Two elements stand out for me in the balance between grinder and heroic play: the literary origins of fantasy roleplaying, which emphasize a central hero who grows and faces risks but ultimately triumphs; and the mechanics of early class-and-level games which emphasize chance and, in doing so, deal mercilessly with beginning characters. While the literature (and to some degree other media) influencing the development and early popularity of D&D offers rich setting inspiration, the form requires a linear plot and protagonists readers care about who survive through much of the story. Literary influences play such a large role in D&D that both the Dungeon Masters Guide and versions of the basic rules include references, the infamous “Appendix N” in the DMG and the Moldvay Basic D&D rulebook’s “Inspirational Source Material” page. As a kid I was invested heavily in similar influences, particularly in tales of myths and legends, Tolkein’s Middle-earth, epic Ray Harryhausen films, and Star Wars. The literary tradition focuses on the central hero overcoming obstacles; this isn’t always conducive to the kind of experience games offer. Roleplaying games merge elements of heroic literature and other media with the uncertainties generated by game mechanics. Randomness plays a major role in many game elements, from creating a character to determining who succeeds in combat and other critical tasks. As I’ve written before, the random nature of conflict resolution in games, despite one’s best effort to hedge their bets with modifiers and bonuses, can lead to some intense frustration at dice that keep rolling poorly.

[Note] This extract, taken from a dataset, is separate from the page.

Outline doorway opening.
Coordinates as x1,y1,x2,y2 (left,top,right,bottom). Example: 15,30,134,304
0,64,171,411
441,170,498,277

One might argue the grinder adventure embodies the true ideals of D&D as defined by its designers, a concept some in the OSR movement today embrace with delightfully gonzo relish (Dungeon Crawl Classics comes to mind, but I’m sure others exist). Early D&D convention games run by the game’s creators reinforced the grinder play style where the gamemaster devised a lethal dungeon to see if various characters survived (perhaps best exemplified by Gary Gygax running what eventually became the infamously trap-filled S1 Tomb of Horrors). It greatly reinforced the adversarial relationship between gamemaster and players and challenged the greater gaming community growing at the time to question the nature and form of roleplaying game adventures.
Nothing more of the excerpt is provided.